Lucy, also found in Africa, thrived a million years after Ardi and was of the more human-like genus Australopithecus.

'In Ardipithecus we have an unspecialized form that hasn't evolved very far in the direction of Australopithecus. So when you go from head to toe, you're seeing a mosaic creature that is neither chimpanzee, nor is it human. It is Ardipithecus,' said Dr White.
He noted that Charles Darwin, whose research in the 19th century paved the way for the science of evolution, was cautious about the last common ancestor between humans and apes.

'Darwin said we have to be really careful. The only way we're really going to know what this last common ancestor looked like is to go and find it. Well, at 4.4 million years ago we found something pretty close to it,' Dr White added.

'And, just like Darwin appreciated, evolution of the ape lineages and the human lineage has been going on independently since the time those lines split, since that last common ancestor we shared.'
Some details about Ardi in the collection of papers:

- Ardi was found in Ethiopia's Afar Rift, where many fossils of ancient plants and animals have been discovered. Findings near the skeleton indicate that at the time it was a wooded environment.
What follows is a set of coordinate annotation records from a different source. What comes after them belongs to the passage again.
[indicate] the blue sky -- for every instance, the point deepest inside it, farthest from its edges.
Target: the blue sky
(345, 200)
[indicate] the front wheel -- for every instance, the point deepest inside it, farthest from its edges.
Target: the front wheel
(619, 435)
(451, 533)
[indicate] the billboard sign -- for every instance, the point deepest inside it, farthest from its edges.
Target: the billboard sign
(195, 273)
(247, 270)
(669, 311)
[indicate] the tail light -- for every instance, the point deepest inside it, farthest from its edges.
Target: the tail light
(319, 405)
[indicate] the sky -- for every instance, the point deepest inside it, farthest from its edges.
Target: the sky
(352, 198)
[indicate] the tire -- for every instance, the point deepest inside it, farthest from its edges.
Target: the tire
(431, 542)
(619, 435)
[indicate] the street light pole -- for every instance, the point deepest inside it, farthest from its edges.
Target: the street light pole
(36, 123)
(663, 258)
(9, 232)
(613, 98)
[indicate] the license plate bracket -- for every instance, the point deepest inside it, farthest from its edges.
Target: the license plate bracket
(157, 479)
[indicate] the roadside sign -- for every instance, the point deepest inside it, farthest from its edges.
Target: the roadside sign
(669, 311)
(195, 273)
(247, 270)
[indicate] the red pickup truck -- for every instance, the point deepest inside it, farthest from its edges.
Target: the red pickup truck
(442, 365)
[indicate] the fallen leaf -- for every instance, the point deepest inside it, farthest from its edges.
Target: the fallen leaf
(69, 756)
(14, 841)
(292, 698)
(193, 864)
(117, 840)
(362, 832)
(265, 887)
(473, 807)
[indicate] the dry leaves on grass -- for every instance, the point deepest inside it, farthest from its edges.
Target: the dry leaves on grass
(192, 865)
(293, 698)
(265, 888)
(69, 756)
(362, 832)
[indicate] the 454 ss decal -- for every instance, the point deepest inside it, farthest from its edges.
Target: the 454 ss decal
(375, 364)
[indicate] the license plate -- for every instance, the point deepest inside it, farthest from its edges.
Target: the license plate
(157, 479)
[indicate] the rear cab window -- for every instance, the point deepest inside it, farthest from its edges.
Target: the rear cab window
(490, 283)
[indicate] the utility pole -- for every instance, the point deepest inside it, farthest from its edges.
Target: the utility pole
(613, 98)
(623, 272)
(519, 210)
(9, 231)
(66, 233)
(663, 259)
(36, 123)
Fossils of 29 species of birds and 20 species of small mammals were found at the site.

- Geologist Giday WoldeGabriel of Los Alamos National Laboratory was able to use volcanic layers above and below the fossil to date it to 4.4 million years ago.

- Paleoanthropologist Gen Suwa of the University of Tokyo reported that Ardi's face had a projecting muzzle, giving her an ape-like appearance. But it didn't thrust forward quite as much as the lower faces of modern African apes do.

Some features of her skull, such as the ridge above the eye socket, are quite different from those of chimpanzees.

The details of the bottom of the skull, where nerves and blood vessels enter the brain, indicate that Ardi's brain was positioned in a way similar to modern humans, possibly suggesting that the hominid brain may have been already poised to expand areas involving aspects of visual and spatial perception.

The first signs of Ardi were discovered in Middle Awash, a desert site that would have been much wetter, teeming with animal life and thickly covered with trees 4 million years ago. A graduate student from the University of California at Berkley found two finger bones. Further excavation turned up pieces of pelvis, feet, hands and skull. By the end of three years, scientists realised they'd found a paleontological treasure.

The search continues for the 'last common ancestor' from which both modern humans and modern chimpanzees can trace their ancestry.

Many experts think the common ancestor lived at least 7 million years ago.

Research on Ardi suggests that this ancestor didn't look nearly as much like a modern chimpanzee as had been previously suspected.

This suggests that chimpanzees have themselves evolved significantly.